GPIF Aspen Club LLC v. The Aspen Club & Spa, LLC
In a SARE case, the BAP says that the bankruptcy court cannot deny a lift-stay motion without finding that confirmation is reasonably possible in a reasonable time.
- Rochelle Quick Take
View Rochelle Summary- Case Type:
- Business
- Case Status:
- Reversed and Remanded
- Citation:
- BAP No. CO-19-043 (10th Circuit, Jul 24,2020) Not Published
- Tag(s):
- Ruling:
- Before denying a secured creditor's motion for relief from stay in a single asset real estate case based on the creditor's argument that the debtors' plan is unconfirmable, the bankruptcy court needs to make findings of fact and conclusions of law on the issue of whether there is a reasonable possibility that the plan provides the prepetition secured creditor with the indubitable equivalent of its claim such that the plan has a reasonable possibility of confirmation within a reasonable time.
- Procedural context:
- The Bankruptcy Court denied a secured creditor's motion for relief from stay that was based on the argument that the debtors' chapter 11 plan was unconfirmable. The secured creditor appealed.
- Facts:
- Aspen Club & Spa, LLC and Aspen Redevelopment Company, LLC3 (together or individually, “Aspen Club”) filed separate chapter 11 cases on May 16, 2019, which were jointly administered. Aspen Club owns real property in downtown Aspen, Colorado. Aspen Club is developing luxury residential three- and four-bedroom condominiums, employee housing units, and a 60,800 square foot fitness club and spa (the “Property”). It took Aspen Club eight years and $5 million to obtain all approvals and licenses from local authorities to begin construction of the development project on the Property. Aspen Club acquired ownership of the Property after consolidating $41 million of secured debt. Construction began in 2015 with over $18 million in presales and an expected completion date in 2018. Aspen Club relied on several prepetition creditors to finance the construction and development of the Property. FirstBank agreed to provide $45 million in construction financing. By summer 2017, FirstBank had disbursed about $30 million but refused to lend the additional $15 million. The appellant, GPIF Aspen Club LLC, acquired Firstbank's interest in the $30MM mortgage loan. The bankruptcy court determined that Aspen Club was subject to the single asset real estate provisions of the Bankruptcy Code. Aspen Club obtained $4.2MM in debtor-in-possession financing from EFO Financial Group, LLC, and granted EFO a priming lien under § 364(c)(1) on the property securing GPIF's claim.
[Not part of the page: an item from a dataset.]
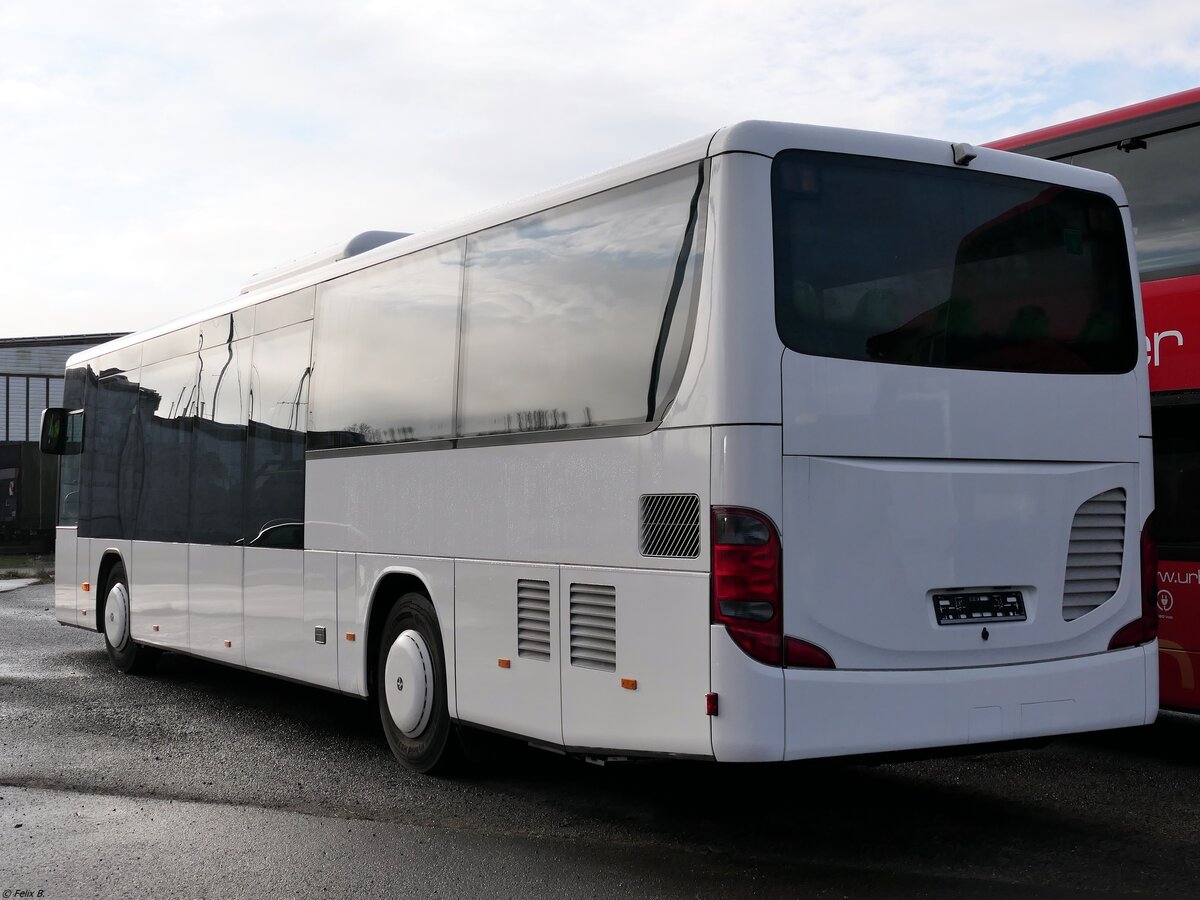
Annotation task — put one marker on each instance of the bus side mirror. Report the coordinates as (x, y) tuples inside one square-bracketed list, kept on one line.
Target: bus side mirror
[(61, 432)]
Besides EFO's priming lien, Aspen Club had failed to pay creditors entitled to creditors entitled to statutory "mechanics' liens" totaling about $25.4MM. Under state law. these liens were senior in priority to GPIF's mortgage loan lien. Aspen Club filed a chapter 11 that called for exit financing with a lien senior to the liens of all pre-petition liens other than the mechanics' liens, which will be paid from the exit financing loan facility. GPIF filed a motion for relief from stay, arguing that Aspen Club's chapter 11 plan was unconfirmable under § 362(d)(3), because it relies on non-consensual priming lien exit financing, which the Bankruptcy Court cannot approve; under § 1129(b)(2)(a)(i), because GPIF would not retain its lien under the plan; and under § 1129(b)(2)(a)(iii), because GPIF would not realize the indubitable equivalent of its secured claim because of the proposed exit financing. The bankruptcy court denied GPIF's motion for relief from stay.